His opponent said, “Do you think you understand politics because you can play chess?”

Steinitz said, “Do you think you understand politics because you can’t play chess?”

Edifice Wrecks

giarre, sicily

Between the 1950s and the 2000s, the Sicilian town of Giarre started a series of ambitious building projects as its politicians competed to create jobs and secure funds from the regional government. Unfortunately, there was no need for the buildings — Giarre’s population is only 27,000 — and today the seaside town hosts 25 half-built and abandoned constructions, including an amphitheater, a sports stadium, a polo ground, and a swimming pool.

“Giarre offers the extreme form of a condition found in most cities, making it a parable of urban planning,” writes social geographer Alastair Bonnett in Off the Map. “It is the epicentre not of merely an Italian but a global phenomenon of accreted unfinished visions.”

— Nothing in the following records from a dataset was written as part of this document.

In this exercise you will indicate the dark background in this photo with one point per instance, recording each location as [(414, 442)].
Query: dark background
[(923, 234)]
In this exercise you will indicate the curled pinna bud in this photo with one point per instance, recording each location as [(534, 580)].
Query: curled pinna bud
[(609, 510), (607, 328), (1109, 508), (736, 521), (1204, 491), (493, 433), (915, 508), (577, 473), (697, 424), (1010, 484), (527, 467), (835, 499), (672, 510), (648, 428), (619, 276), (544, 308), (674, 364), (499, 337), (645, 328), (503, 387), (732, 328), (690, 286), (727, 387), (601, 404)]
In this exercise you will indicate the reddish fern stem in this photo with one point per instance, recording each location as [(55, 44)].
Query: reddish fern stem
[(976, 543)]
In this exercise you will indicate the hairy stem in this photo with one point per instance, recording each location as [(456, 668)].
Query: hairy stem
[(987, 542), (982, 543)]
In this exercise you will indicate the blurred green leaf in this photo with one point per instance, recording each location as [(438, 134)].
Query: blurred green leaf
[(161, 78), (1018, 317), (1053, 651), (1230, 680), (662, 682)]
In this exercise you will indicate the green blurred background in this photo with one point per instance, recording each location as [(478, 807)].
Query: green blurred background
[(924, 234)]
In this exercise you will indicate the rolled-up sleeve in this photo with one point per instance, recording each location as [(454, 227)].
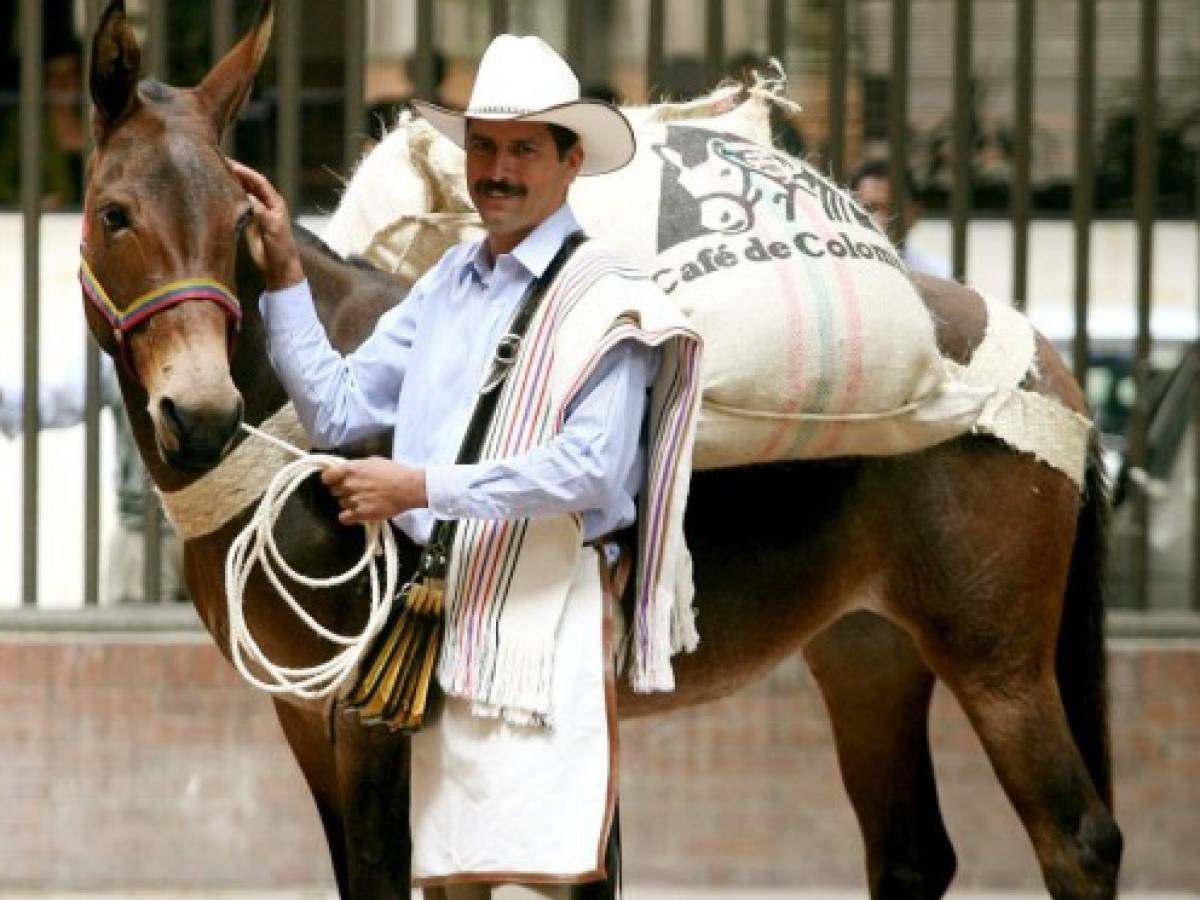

“Several companies started the projects without the intention of finishing them,” architect Salvo Patane told the BBC. “These were projects started so as not to lose funds that were available from the regional government. More than waste, this was bad politics.”

Community activist Claudia D’Aita wants to reconceive the abandoned constructions as a park — “a kind of open-air museum” — exhibiting a cautionary new architectural subgenre. They would call it the Archaeological Park of Sicilian Incompletion.